Effizienz gilt m. E. als ein technischer Begriff, der weit davon entfernt ist, moralische oder ethische Gesichtspunkte zu vermitteln. Und trotzdem gelingt es Rifkin, Schritt für Schritt die Effizienz als eine Denk- und Handlungsweise darzustellen, die aus seiner Sicht die Grundlage für unsere komplizierte Weltlage darstellt, die unter dem Begriff der Klimakrise segelt.

Von Effizienz spricht man gewöhnlich, wenn es gelingt, aus vorhandenem Material bei optimalem Einsatz ein Produkt oder ein angestrebtes Produkt mit dem geringst möglichen Materialeinsatz herzustellen. Die Ökonomie übernimmt die Idee gleich am Anfang ihrer Entwicklung, indem sie die Effizienz in Geld bewertet. Ökonomische Effizienz liegt dann vor, wenn die Kosten (dargestellt als Menge x Preis) optimiert werden. In Wettbewerbssituationen reicht das Optimum oft nicht – es gilt dann, die Kosten systematisch zu minimieren.

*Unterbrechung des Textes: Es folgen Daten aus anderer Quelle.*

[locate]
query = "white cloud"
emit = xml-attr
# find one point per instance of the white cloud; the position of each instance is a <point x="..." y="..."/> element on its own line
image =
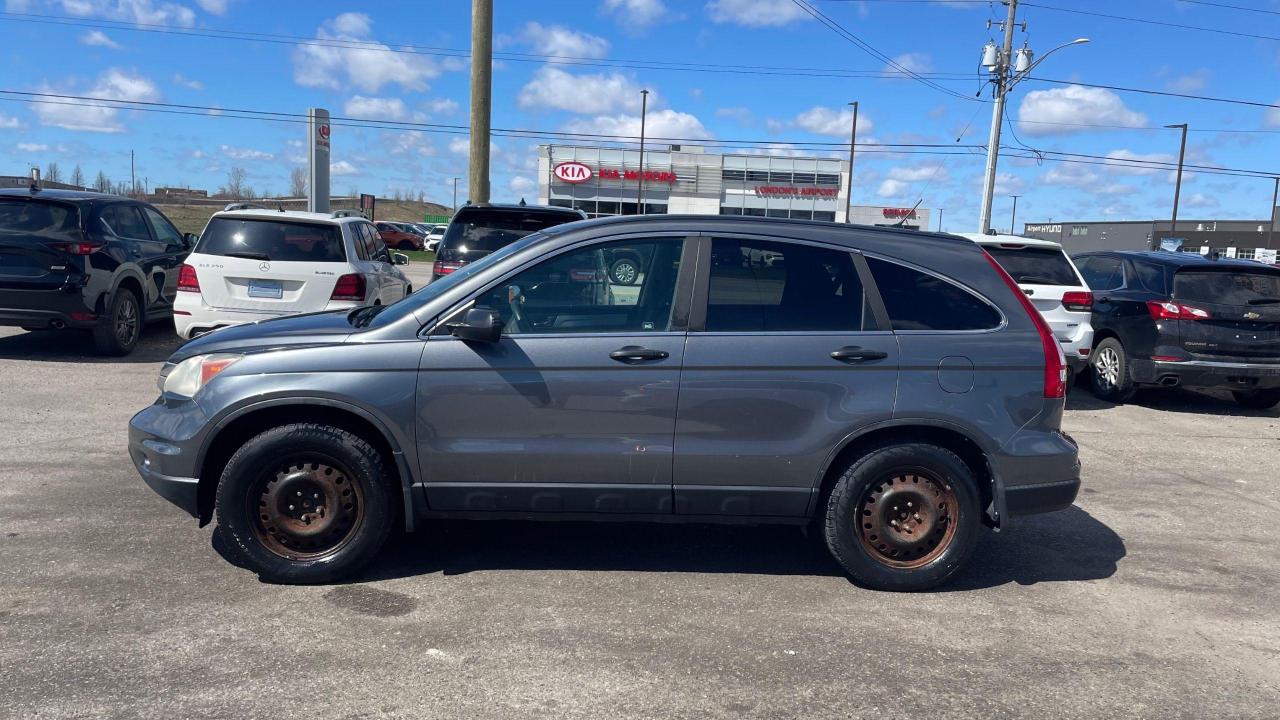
<point x="562" y="41"/>
<point x="833" y="122"/>
<point x="188" y="82"/>
<point x="755" y="13"/>
<point x="636" y="14"/>
<point x="245" y="153"/>
<point x="368" y="67"/>
<point x="95" y="117"/>
<point x="342" y="168"/>
<point x="658" y="124"/>
<point x="99" y="39"/>
<point x="1074" y="106"/>
<point x="375" y="108"/>
<point x="521" y="185"/>
<point x="586" y="94"/>
<point x="913" y="62"/>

Wenn unser Wirtschaftssystem dem Gedanken der Gewinnmaximierung unter der Voraussetzung folgt, dass Preise anonym am Markt festgelegt werden, so ist dieses ökonomische Verständnis von Effizienz eine der Voraussetzungen, die das System zum Erfolg geführt hat, weil Gewinnmaximierung bei einem gegebenen Marktpreis nur erzielt werden kann, wenn eine konsequente Kostenminimierung wahrgenommen wird.

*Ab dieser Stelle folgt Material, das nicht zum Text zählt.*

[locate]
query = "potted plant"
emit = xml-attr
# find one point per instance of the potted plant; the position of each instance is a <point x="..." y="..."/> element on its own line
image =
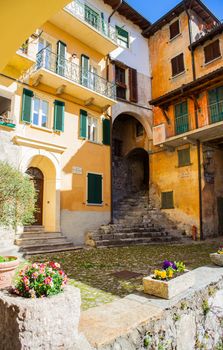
<point x="169" y="281"/>
<point x="8" y="265"/>
<point x="217" y="258"/>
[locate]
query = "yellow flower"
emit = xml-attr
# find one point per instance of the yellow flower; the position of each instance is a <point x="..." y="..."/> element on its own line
<point x="163" y="274"/>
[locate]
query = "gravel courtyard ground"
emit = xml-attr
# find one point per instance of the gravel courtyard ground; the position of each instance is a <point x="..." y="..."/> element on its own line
<point x="94" y="271"/>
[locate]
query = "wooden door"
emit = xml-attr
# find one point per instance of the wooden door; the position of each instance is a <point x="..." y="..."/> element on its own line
<point x="37" y="177"/>
<point x="220" y="215"/>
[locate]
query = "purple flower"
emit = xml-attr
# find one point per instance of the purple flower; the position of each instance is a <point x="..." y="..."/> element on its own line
<point x="167" y="264"/>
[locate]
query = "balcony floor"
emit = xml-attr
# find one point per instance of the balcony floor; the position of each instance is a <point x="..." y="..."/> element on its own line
<point x="78" y="91"/>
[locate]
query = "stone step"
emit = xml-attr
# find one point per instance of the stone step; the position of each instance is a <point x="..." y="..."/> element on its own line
<point x="130" y="241"/>
<point x="45" y="247"/>
<point x="39" y="240"/>
<point x="36" y="235"/>
<point x="34" y="228"/>
<point x="51" y="250"/>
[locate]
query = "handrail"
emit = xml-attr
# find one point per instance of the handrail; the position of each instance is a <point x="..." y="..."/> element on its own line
<point x="72" y="71"/>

Diesem Grundsatz wurden alle ergänzenden Maßnahmen untergeordnet. Alle produktiven Aktivitäten, bei denen wir in unserem nationalen System im Vergleich der globalen Möglichkeiten keine Kostenminimierung darstellen können, wurden skaliert (in Arbeitsschritte zerlegt) und jeweils dorthin verbracht, wo nach Auffassung der Unternehmen eine Chance besteht, die Idee der Kostenminimierung zu realisieren.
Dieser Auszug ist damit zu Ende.